The Discovery of 7‑Isopropoxy-2-(1-methyl-2-oxabicyclo[2.1.1]hexan-4-yl)‑N‑(6-methylpyrazolo[1,5‑a]pyrimidin-3-yl)imidazo[1,2‑a]pyrimidine-6-carboxamide (BIO-7488), a Potent, Selective,
and CNS-Penetrant IRAK4 Inhibitor for the Treatment of Ischemic Stroke
posted on 2024-03-12, 04:04authored byRyan Evans, Philippe N. Bolduc, Magnus Pfaffenbach, Fang Gao, Tricia May-Dracka, Terry Fang, Brian T. Hopkins, Jayanth V Chodaparambil, Kate L. Henry, Pei Li, Claire Metrick, Ashley Nelson, Patrick Trapa, Ankur Thomas, Linda Burkly, Emily A. Peterson
Interleukin receptor-associated kinase 4 (IRAK4) is a
key node of signaling within the innate immune system that regulates
the production of inflammatory cytokines and chemokines. The presence
of damage-associated molecular patterns (DAMPs) after tissue damage such as
stroke or traumatic brain injury (TBI) initiates signaling through
the IRAK4 pathway that can lead to a feed-forward inflammatory loop
that can ultimately hinder patient recovery. Herein, we describe the
first potent, selective, and CNS-penetrant IRAK4 inhibitors for the
treatment of neuroinflammation.

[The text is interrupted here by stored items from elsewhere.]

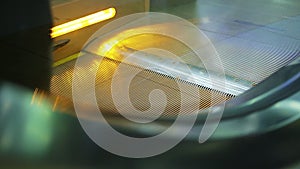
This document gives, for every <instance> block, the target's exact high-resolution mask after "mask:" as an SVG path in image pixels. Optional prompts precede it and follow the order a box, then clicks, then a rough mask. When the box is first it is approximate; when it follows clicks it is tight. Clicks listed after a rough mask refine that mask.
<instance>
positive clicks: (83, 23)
mask: <svg viewBox="0 0 300 169" xmlns="http://www.w3.org/2000/svg"><path fill="white" fill-rule="evenodd" d="M115 15H116V9H115V8H108V9H105V10H102V11H100V12H97V13H94V14H91V15H88V16H85V17H82V18H79V19H76V20H73V21H70V22H67V23H64V24H61V25H58V26H55V27H53V28H52V29H51V30H52V33H51V37H52V38H55V37H58V36H61V35H64V34H67V33H70V32H73V31H76V30H78V29H81V28H84V27H87V26H90V25H93V24H96V23H99V22H101V21H104V20H107V19H110V18H113V17H114V16H115Z"/></svg>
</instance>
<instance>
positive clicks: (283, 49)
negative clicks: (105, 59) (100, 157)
mask: <svg viewBox="0 0 300 169" xmlns="http://www.w3.org/2000/svg"><path fill="white" fill-rule="evenodd" d="M239 2H241V1H231V3H225V2H223V1H204V0H198V1H195V2H191V3H188V4H184V5H180V6H178V7H173V8H171V9H167V10H165V12H169V13H171V14H175V15H178V16H181V17H184V18H186V19H188V20H189V21H191V22H192V23H194V24H195V25H197V26H198V27H199V29H200V30H202V31H203V32H204V33H205V34H206V35H207V37H208V38H209V39H210V40H211V42H212V43H213V45H214V47H215V49H216V50H217V52H218V53H219V56H220V58H221V60H222V63H223V67H224V70H225V74H226V77H227V82H228V89H227V91H219V92H221V93H222V92H223V93H224V94H225V95H227V94H228V96H231V97H232V96H237V95H239V94H241V93H243V92H244V91H246V90H248V89H249V88H251V87H252V86H253V85H256V84H258V83H260V82H261V81H263V80H264V79H265V78H267V77H269V76H270V75H271V74H273V73H274V72H276V71H278V70H279V69H280V68H282V67H284V66H285V65H288V64H289V63H290V62H292V61H293V60H295V59H296V58H297V57H299V56H300V55H299V49H300V39H299V38H300V37H298V33H297V29H296V28H297V27H299V26H300V23H299V15H300V10H297V9H298V8H297V7H296V6H297V5H295V4H298V3H299V2H298V1H295V2H293V5H292V4H290V3H284V4H279V3H280V2H277V1H276V2H275V1H265V3H266V4H265V5H256V4H258V1H255V2H251V3H250V2H243V3H239ZM279 6H280V7H279ZM250 8H251V9H250ZM138 29H139V28H137V30H136V31H138ZM167 29H170V31H171V30H172V28H167ZM122 43H123V45H124V46H125V47H127V48H130V49H133V50H142V49H144V48H147V47H158V48H161V47H162V48H164V49H166V50H169V51H171V52H173V53H175V54H177V55H178V56H180V57H181V58H184V59H185V61H186V63H187V64H191V65H192V67H193V66H196V69H194V70H195V72H197V73H199V74H198V75H197V77H199V79H205V78H206V77H207V74H205V73H204V74H202V75H201V69H203V70H204V68H205V67H204V65H203V64H202V63H201V62H199V60H195V59H194V58H193V57H191V56H192V54H191V51H189V50H188V49H187V48H186V47H185V46H183V45H180V44H176V43H174V42H172V41H170V40H169V39H167V38H164V37H159V36H152V35H143V36H140V37H135V39H131V40H128V41H126V42H122ZM96 44H97V43H96ZM97 45H99V46H101V44H97ZM199 50H201V49H199ZM115 53H119V54H116V56H113V58H112V57H110V56H108V57H109V58H112V59H113V60H115V61H121V60H122V56H120V55H122V54H121V53H122V52H120V51H119V52H115ZM146 55H147V54H145V56H141V57H142V60H143V61H142V62H143V63H141V62H140V63H139V64H140V66H143V65H142V64H145V63H146V64H149V63H151V62H152V63H154V64H155V65H157V66H156V67H155V68H154V69H155V71H157V73H161V72H168V71H169V72H170V69H172V66H170V65H171V64H170V63H171V62H172V61H168V59H167V58H163V56H160V57H161V58H163V59H165V60H166V62H161V61H158V60H159V59H158V58H156V57H155V56H154V57H149V56H148V55H147V56H146ZM152 56H153V55H152ZM82 57H84V56H82ZM205 57H209V56H205ZM94 62H95V61H91V62H90V66H91V67H93V66H95V64H94ZM195 63H196V65H195ZM179 64H180V63H179ZM73 65H74V62H72V63H71V62H70V63H66V64H64V65H61V66H58V67H56V68H55V69H54V76H53V78H52V92H53V93H54V94H56V95H60V96H63V97H65V98H69V99H71V97H72V93H71V88H72V87H71V79H72V69H73V67H72V66H73ZM117 66H118V64H116V63H113V62H112V61H105V62H104V63H101V67H100V70H99V71H98V74H99V76H100V77H101V78H98V79H97V80H99V83H102V82H104V81H106V80H110V79H111V78H112V75H113V73H114V71H115V70H116V68H117ZM88 67H89V66H88ZM171 72H172V71H171ZM171 72H170V73H171ZM83 73H84V72H83ZM173 73H174V69H173ZM180 73H183V72H180ZM180 73H179V74H177V75H178V76H179V77H180V78H179V79H181V80H185V81H187V82H192V83H195V84H196V85H199V89H200V88H202V89H203V88H205V87H208V86H207V84H208V83H206V82H208V80H207V79H206V80H204V81H205V82H204V81H202V82H201V80H199V79H198V80H195V79H189V80H188V79H187V78H186V76H184V75H183V74H181V75H180ZM217 73H218V72H217ZM165 75H166V74H165ZM177 75H175V76H177ZM120 78H126V77H120ZM139 78H140V79H139V81H140V82H139V83H141V82H143V83H144V84H145V83H146V82H150V83H153V80H152V79H150V78H149V77H148V76H142V77H139ZM168 78H169V79H170V80H171V79H172V78H170V77H164V76H160V79H161V80H162V81H164V80H163V79H168ZM67 79H68V80H67ZM149 79H150V80H149ZM97 83H98V82H97ZM154 83H155V84H153V85H154V86H155V85H159V80H158V81H154ZM161 85H162V84H160V86H161ZM163 86H167V87H170V88H172V87H171V86H168V84H167V83H166V85H165V84H164V85H163ZM109 88H110V87H109V85H108V86H107V89H109ZM209 90H215V89H212V88H209ZM217 91H218V90H217ZM141 92H142V91H141ZM142 93H143V92H142ZM143 94H146V92H144V93H143ZM98 95H101V93H98ZM146 95H147V94H146ZM136 97H137V98H135V97H133V98H134V99H136V100H137V101H138V100H139V98H138V97H139V96H138V94H137V95H136ZM174 97H175V96H174ZM205 97H206V98H207V97H208V96H205ZM221 98H222V97H221ZM174 99H176V98H174ZM227 99H229V98H227ZM141 100H143V101H139V103H140V104H141V106H142V105H147V104H148V102H147V100H144V99H142V98H141ZM221 100H222V99H221ZM70 103H71V102H70ZM110 104H112V105H113V103H110ZM112 105H109V104H106V106H108V107H110V106H112ZM142 107H143V106H142ZM204 107H205V108H206V107H207V106H204Z"/></svg>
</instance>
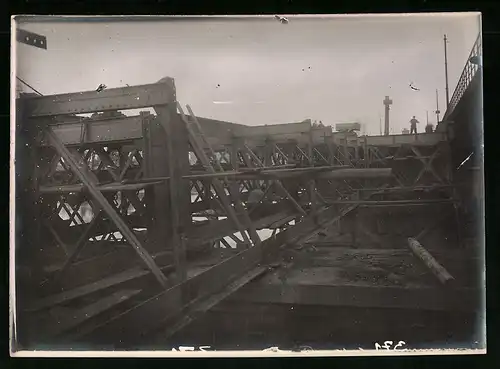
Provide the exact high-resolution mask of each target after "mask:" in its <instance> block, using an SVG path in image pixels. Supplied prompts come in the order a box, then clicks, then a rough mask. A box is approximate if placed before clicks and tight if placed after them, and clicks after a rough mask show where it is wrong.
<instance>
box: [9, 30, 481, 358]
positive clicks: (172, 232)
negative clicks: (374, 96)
mask: <svg viewBox="0 0 500 369" xmlns="http://www.w3.org/2000/svg"><path fill="white" fill-rule="evenodd" d="M480 51H481V45H480V38H478V40H477V42H476V44H475V45H474V48H473V51H472V53H471V56H478V55H480ZM481 83H482V76H481V69H480V67H479V66H477V65H473V64H471V63H469V62H467V64H466V66H465V68H464V72H463V74H462V77H461V78H460V80H459V83H458V86H457V89H456V90H455V93H454V94H453V96H452V98H451V101H450V104H449V107H448V110H447V111H446V113H445V116H444V118H443V120H442V121H441V122H440V123H439V124H438V126H437V127H436V130H435V131H434V132H432V133H419V134H414V135H409V134H407V135H385V136H359V135H356V134H351V133H345V132H333V131H332V128H331V127H328V126H326V127H325V126H316V125H313V124H312V123H311V121H304V122H299V123H286V124H277V125H266V126H262V125H261V126H246V125H241V124H236V123H232V122H223V121H218V120H214V119H207V118H203V117H200V116H197V115H196V114H195V112H194V111H193V109H192V108H191V107H190V106H189V105H183V103H184V102H180V101H177V98H176V88H175V82H174V80H173V79H172V78H168V77H167V78H164V79H162V80H160V81H159V82H157V83H152V84H147V85H140V86H130V87H123V88H111V89H105V90H103V91H100V92H97V91H90V92H79V93H69V94H58V95H50V96H33V95H30V94H24V95H22V96H20V97H19V98H18V99H17V110H16V114H17V116H16V124H17V126H16V153H15V155H16V163H17V167H16V172H17V178H16V180H17V183H16V186H17V187H16V191H17V200H16V201H17V205H16V232H17V234H16V251H15V259H16V260H15V262H16V316H17V320H16V322H15V334H16V337H15V340H16V341H17V345H18V349H43V348H45V347H50V348H51V349H55V348H61V349H90V348H91V349H94V350H95V349H108V348H113V349H168V350H170V349H171V348H175V347H178V346H179V345H191V346H210V347H212V348H214V349H220V350H221V349H249V348H264V347H266V346H267V347H268V346H277V345H280V347H281V346H283V347H287V346H288V347H295V346H299V347H300V346H304V345H306V346H309V347H312V348H314V349H322V348H325V349H332V348H339V347H340V348H346V347H349V346H350V345H351V346H353V347H356V348H357V347H360V346H363V345H364V346H363V347H367V348H372V347H373V344H374V342H379V341H382V342H383V341H385V340H393V341H398V340H404V341H406V343H407V344H408V346H411V345H413V346H414V347H419V345H420V347H424V346H425V345H434V344H442V343H448V344H450V343H451V344H453V343H456V342H460V343H463V344H464V345H472V344H473V342H474V341H479V340H480V338H478V337H481V336H482V333H481V332H477V327H478V321H479V320H480V319H482V318H484V317H483V316H482V315H481V314H482V311H483V305H482V295H483V288H484V286H483V283H484V281H483V276H482V273H483V268H484V261H483V258H484V255H483V253H484V251H483V228H482V227H483V226H482V216H481V214H482V203H483V197H482V154H481V152H480V151H481V149H480V147H479V142H481V141H482V113H481ZM193 108H195V107H193ZM138 111H140V112H138ZM471 153H474V155H472V156H470V154H471ZM467 157H469V160H465V159H466V158H467ZM464 160H465V162H464ZM256 196H257V198H256Z"/></svg>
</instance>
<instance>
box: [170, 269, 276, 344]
mask: <svg viewBox="0 0 500 369" xmlns="http://www.w3.org/2000/svg"><path fill="white" fill-rule="evenodd" d="M266 271H268V268H266V267H257V268H255V269H252V270H251V271H250V272H248V273H246V274H244V275H243V276H241V277H240V278H238V279H237V280H236V281H234V282H232V283H231V284H229V286H227V288H225V289H224V290H223V291H221V292H219V293H215V294H213V295H211V296H210V297H209V298H207V299H206V300H204V301H203V302H201V303H199V304H196V305H194V307H193V308H188V311H187V312H186V313H185V314H184V315H183V316H182V317H179V319H178V320H177V321H176V323H175V324H174V325H173V326H169V327H168V328H167V329H166V330H165V331H162V332H161V337H162V338H168V337H170V336H172V335H173V334H174V333H176V332H178V331H180V330H181V329H182V328H184V327H186V326H187V325H188V324H191V323H192V322H193V321H194V320H196V319H198V318H199V317H200V316H201V315H202V314H203V313H205V312H206V311H208V310H210V309H211V308H213V307H214V306H215V305H217V304H218V303H219V302H221V301H222V300H224V299H225V298H227V297H228V296H229V295H231V294H232V293H233V292H234V291H236V290H238V289H239V288H241V287H242V286H244V285H245V284H247V283H249V282H251V281H252V280H254V279H255V278H257V277H259V276H261V275H262V274H264V273H265V272H266Z"/></svg>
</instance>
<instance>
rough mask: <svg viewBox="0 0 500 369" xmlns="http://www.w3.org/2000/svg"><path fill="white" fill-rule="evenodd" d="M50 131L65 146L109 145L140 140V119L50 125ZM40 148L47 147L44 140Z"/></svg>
mask: <svg viewBox="0 0 500 369" xmlns="http://www.w3.org/2000/svg"><path fill="white" fill-rule="evenodd" d="M84 126H86V135H85V138H84V140H82V137H81V133H82V131H83V129H84V128H83V127H84ZM51 127H52V129H53V130H54V132H55V134H56V135H57V136H58V137H59V139H60V140H61V141H62V142H63V143H64V144H65V145H80V144H82V143H86V144H95V143H102V144H104V143H110V142H116V141H129V140H141V139H142V137H143V133H142V117H141V116H132V117H123V118H111V119H103V120H92V119H89V120H82V121H81V122H68V123H64V122H58V123H57V124H51ZM41 145H42V146H46V145H49V143H48V141H47V140H46V139H43V140H42V142H41Z"/></svg>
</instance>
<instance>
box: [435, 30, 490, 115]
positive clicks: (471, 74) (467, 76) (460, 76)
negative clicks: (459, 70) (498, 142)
mask: <svg viewBox="0 0 500 369" xmlns="http://www.w3.org/2000/svg"><path fill="white" fill-rule="evenodd" d="M480 56H482V40H481V34H479V35H478V36H477V39H476V42H475V43H474V46H472V50H471V52H470V54H469V58H468V59H467V62H466V63H465V67H464V69H463V71H462V74H461V76H460V78H459V80H458V83H457V87H456V88H455V91H454V92H453V95H452V96H451V99H450V103H449V105H448V108H447V109H446V113H445V115H444V118H447V117H448V116H449V115H450V114H451V113H452V112H453V110H454V109H455V108H456V106H457V105H458V102H459V101H460V99H461V98H462V96H463V94H464V93H465V91H466V90H467V87H469V84H470V82H471V81H472V79H473V78H474V76H475V75H476V72H477V71H478V69H479V67H480V65H479V64H478V63H471V58H473V57H480Z"/></svg>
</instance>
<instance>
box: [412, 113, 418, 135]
mask: <svg viewBox="0 0 500 369" xmlns="http://www.w3.org/2000/svg"><path fill="white" fill-rule="evenodd" d="M417 123H420V122H419V121H418V120H417V119H416V118H415V116H413V118H411V120H410V134H412V133H413V132H415V134H417Z"/></svg>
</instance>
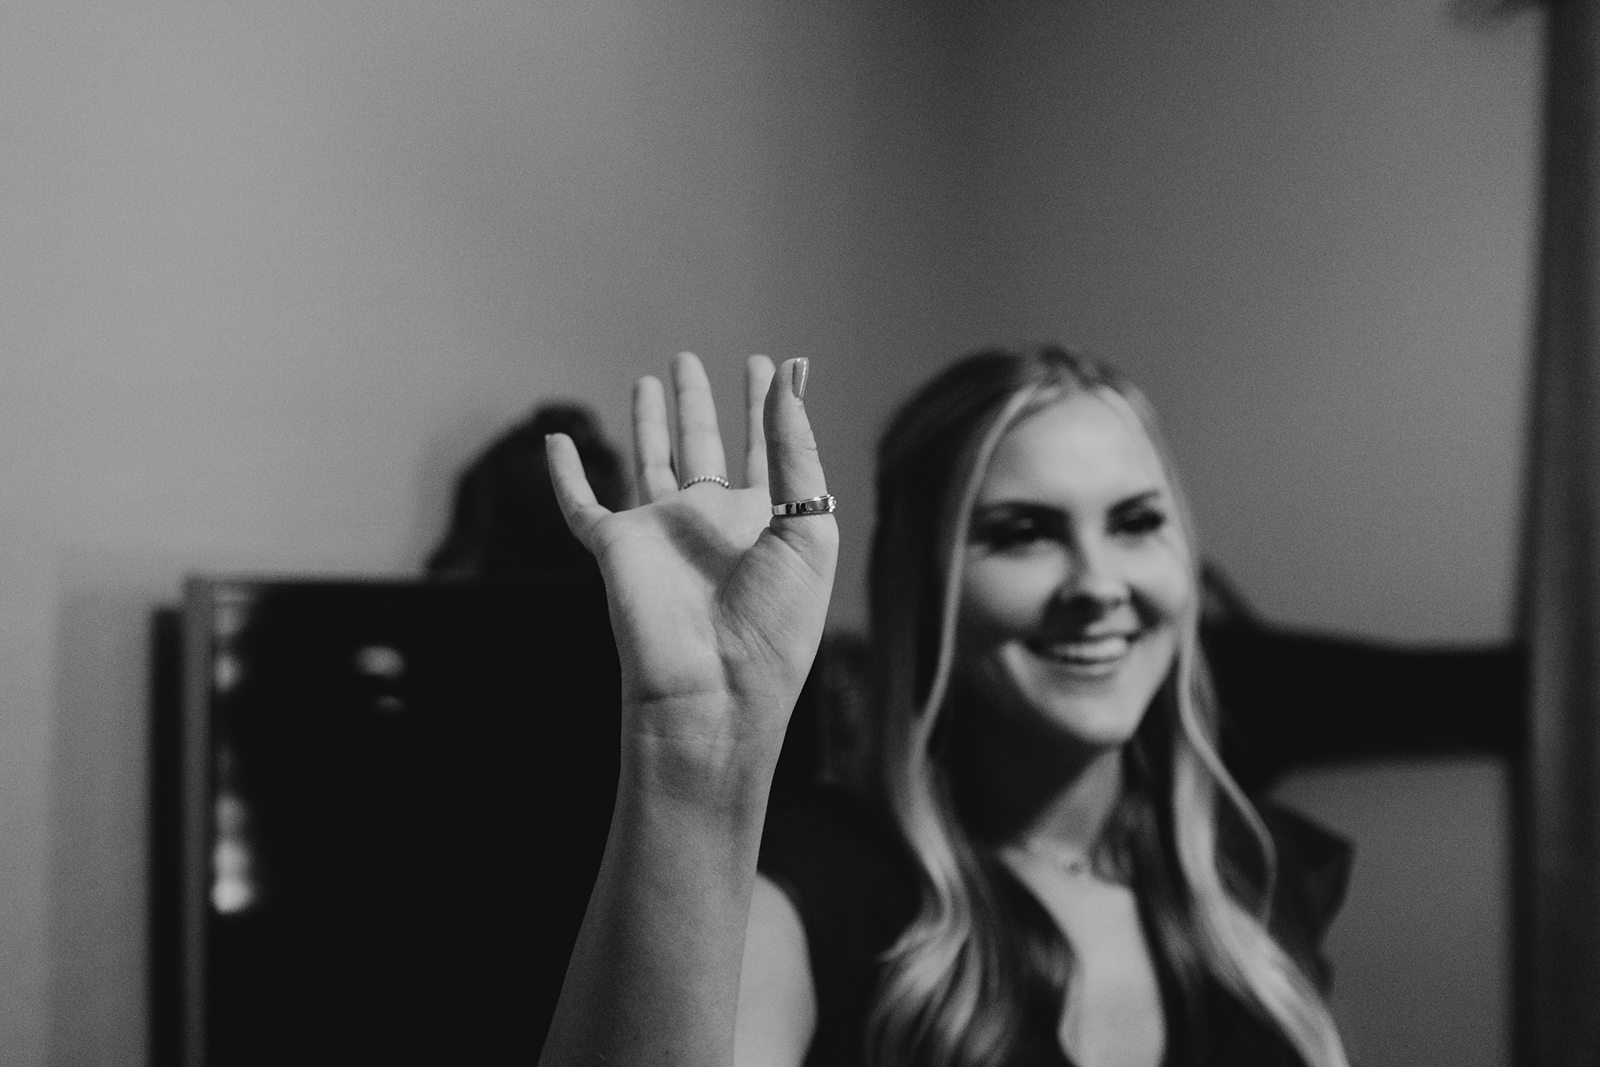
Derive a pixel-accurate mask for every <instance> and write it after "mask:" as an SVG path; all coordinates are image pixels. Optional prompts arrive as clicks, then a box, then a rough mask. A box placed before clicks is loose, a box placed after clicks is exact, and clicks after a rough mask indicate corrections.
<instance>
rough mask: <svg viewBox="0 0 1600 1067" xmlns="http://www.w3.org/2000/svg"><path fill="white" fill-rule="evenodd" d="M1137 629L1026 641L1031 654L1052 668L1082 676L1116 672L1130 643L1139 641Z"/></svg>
mask: <svg viewBox="0 0 1600 1067" xmlns="http://www.w3.org/2000/svg"><path fill="white" fill-rule="evenodd" d="M1139 635H1141V632H1139V630H1123V632H1115V633H1093V635H1091V633H1085V635H1078V637H1048V638H1037V640H1032V641H1029V643H1027V648H1029V651H1030V653H1034V654H1035V656H1037V657H1038V659H1042V661H1045V662H1046V664H1050V665H1051V667H1056V669H1061V670H1069V672H1072V673H1083V675H1106V673H1112V672H1115V670H1117V669H1118V667H1120V665H1122V664H1123V661H1126V659H1128V653H1130V651H1133V645H1134V643H1136V641H1138V640H1139Z"/></svg>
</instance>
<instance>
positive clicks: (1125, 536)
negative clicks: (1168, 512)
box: [1110, 504, 1166, 537]
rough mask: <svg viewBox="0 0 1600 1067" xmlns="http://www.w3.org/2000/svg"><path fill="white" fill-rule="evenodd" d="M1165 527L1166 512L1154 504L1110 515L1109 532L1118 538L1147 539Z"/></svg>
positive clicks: (1141, 506) (1149, 504) (1131, 509)
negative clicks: (1146, 538)
mask: <svg viewBox="0 0 1600 1067" xmlns="http://www.w3.org/2000/svg"><path fill="white" fill-rule="evenodd" d="M1165 526H1166V512H1165V510H1162V509H1160V507H1155V506H1154V504H1139V506H1136V507H1130V509H1126V510H1122V512H1117V514H1114V515H1112V522H1110V531H1112V533H1114V534H1117V536H1120V537H1149V536H1150V534H1155V533H1160V531H1162V530H1163V528H1165Z"/></svg>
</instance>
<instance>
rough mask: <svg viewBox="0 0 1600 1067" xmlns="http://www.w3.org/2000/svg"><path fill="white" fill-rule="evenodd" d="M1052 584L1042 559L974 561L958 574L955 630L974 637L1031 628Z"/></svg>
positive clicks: (1045, 564)
mask: <svg viewBox="0 0 1600 1067" xmlns="http://www.w3.org/2000/svg"><path fill="white" fill-rule="evenodd" d="M1058 581H1059V579H1058ZM1054 587H1056V585H1054V582H1053V571H1051V568H1050V566H1048V565H1046V563H1045V561H1042V560H1040V561H1019V560H995V558H986V560H976V561H973V563H970V565H968V566H966V573H965V574H963V577H962V605H960V624H958V630H960V632H963V633H970V635H974V637H976V635H981V633H995V632H1010V630H1018V629H1029V627H1034V625H1037V624H1038V621H1040V617H1042V616H1043V611H1045V606H1046V605H1048V601H1050V597H1051V592H1053V590H1054Z"/></svg>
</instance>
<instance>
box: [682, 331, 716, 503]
mask: <svg viewBox="0 0 1600 1067" xmlns="http://www.w3.org/2000/svg"><path fill="white" fill-rule="evenodd" d="M672 384H674V386H675V387H677V394H678V453H677V470H678V483H680V485H682V483H683V482H688V480H690V478H699V477H701V475H707V474H714V475H720V477H723V478H726V477H728V459H726V456H725V454H723V451H722V432H720V430H718V429H717V405H715V402H714V400H712V395H710V379H707V378H706V368H704V366H702V365H701V362H699V358H698V357H696V355H694V354H693V352H680V354H678V358H677V360H674V362H672Z"/></svg>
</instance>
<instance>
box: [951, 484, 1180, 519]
mask: <svg viewBox="0 0 1600 1067" xmlns="http://www.w3.org/2000/svg"><path fill="white" fill-rule="evenodd" d="M1166 496H1168V493H1166V490H1163V488H1162V486H1152V488H1149V490H1139V491H1136V493H1130V494H1128V496H1125V498H1122V499H1118V501H1115V502H1112V506H1110V507H1107V509H1106V510H1107V512H1123V510H1131V509H1134V507H1144V506H1147V504H1158V502H1162V501H1163V499H1165V498H1166ZM1008 510H1011V512H1059V510H1061V509H1059V507H1058V506H1054V504H1045V502H1042V501H1035V499H1029V498H1019V499H1005V498H1002V499H998V501H989V502H987V504H986V502H979V504H976V506H974V507H973V514H974V515H979V514H982V515H987V514H994V512H1008Z"/></svg>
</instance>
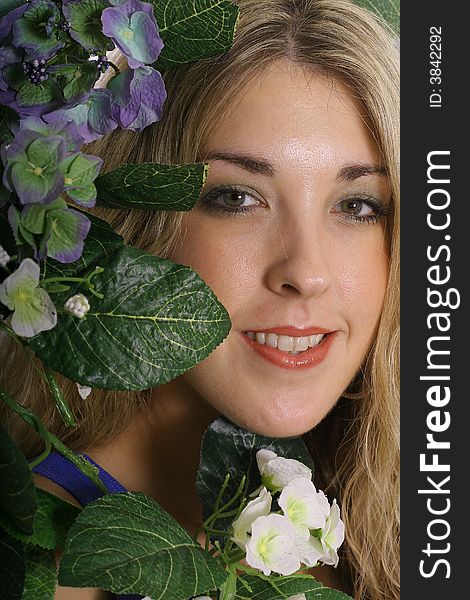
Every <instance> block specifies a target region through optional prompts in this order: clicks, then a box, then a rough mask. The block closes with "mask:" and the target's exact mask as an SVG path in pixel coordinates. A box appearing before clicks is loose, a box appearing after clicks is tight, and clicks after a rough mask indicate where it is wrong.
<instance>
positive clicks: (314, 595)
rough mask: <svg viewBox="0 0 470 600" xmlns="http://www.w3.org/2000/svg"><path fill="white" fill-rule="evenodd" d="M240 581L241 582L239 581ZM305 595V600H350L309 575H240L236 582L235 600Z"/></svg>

Lead compounds from the series were
evaluated in CNS PK/PD models of inflammation, as well as a mouse
model of ischemic stroke. The SAR optimization detailed within culminates
in the discovery of BIO-7488, a highly selective and potent IRAK4
inhibitor that is CNS penetrant and has excellent ADME properties.